Numerical investigation on effects of rivulet and cable oscillation of a stayed cable in rain-wind-induced vibration

摘要

Rain-wind-induced vibration (RWIV) appeared on cable stayed bridges involves complicated fluid and structure interactions and its mechanism is not fully understood. It is believed that the upper-rivulet which is often seen when the RWIV occurs plays an important role. In this paper, a numerical investigation on the effects of the upper rivulet on the aerodynamic forces of the cable and the interaction between the fluid flow and the cable oscillation is carried out where the cable with the upper-rivulet is modeled by a circular cylinder with an arch attachment. The Reynolds number of 6.8×10~4 is selected.
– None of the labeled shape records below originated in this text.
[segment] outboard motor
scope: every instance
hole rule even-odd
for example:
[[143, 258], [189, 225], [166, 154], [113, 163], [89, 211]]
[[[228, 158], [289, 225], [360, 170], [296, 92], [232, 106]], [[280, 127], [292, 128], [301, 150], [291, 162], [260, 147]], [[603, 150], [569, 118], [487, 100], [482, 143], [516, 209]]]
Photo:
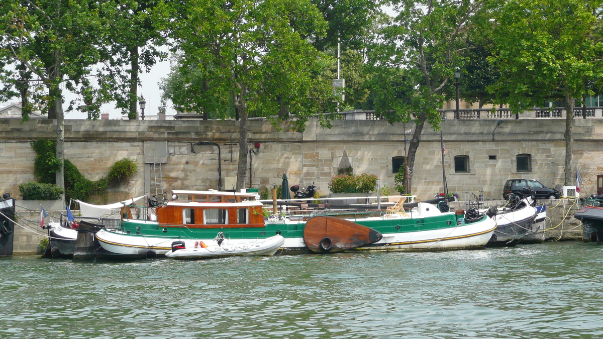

The large-eddy simulation (LES) method with Smagorinsky-Lilly modeling is employed to simulate the 3-D turbulent flow field, and a moving mesh method is introduced to deal with the oscillation of the cylinder. The aerodynamic forces on the cylinder and the flow patterns around the cylinder are analyzed for both steady and oscillation status of the cylinder with the rivulet attachment in different position angle ranged from 0° to 60°. The results show that the aerodynamic forces on the cylinder change largely with the position angle of the rivulet attachment. In the steady cases, a uniform recirculation flow along the axial direction of the cylinder forms behind the cylinder; whereas in the oscillation cases, a 3-D periodical recirculation flow appears along the axial direction. The scales of these recirculation zones are influenced by both the position angle of the rivulet and the dynamic status of the cylinder. The results also show that there exists a rivulet position angle where the aerodynamic force on the cable and flow pattern around the cable both change dramatically. This critical position angle is found to be 45° for the cases studied.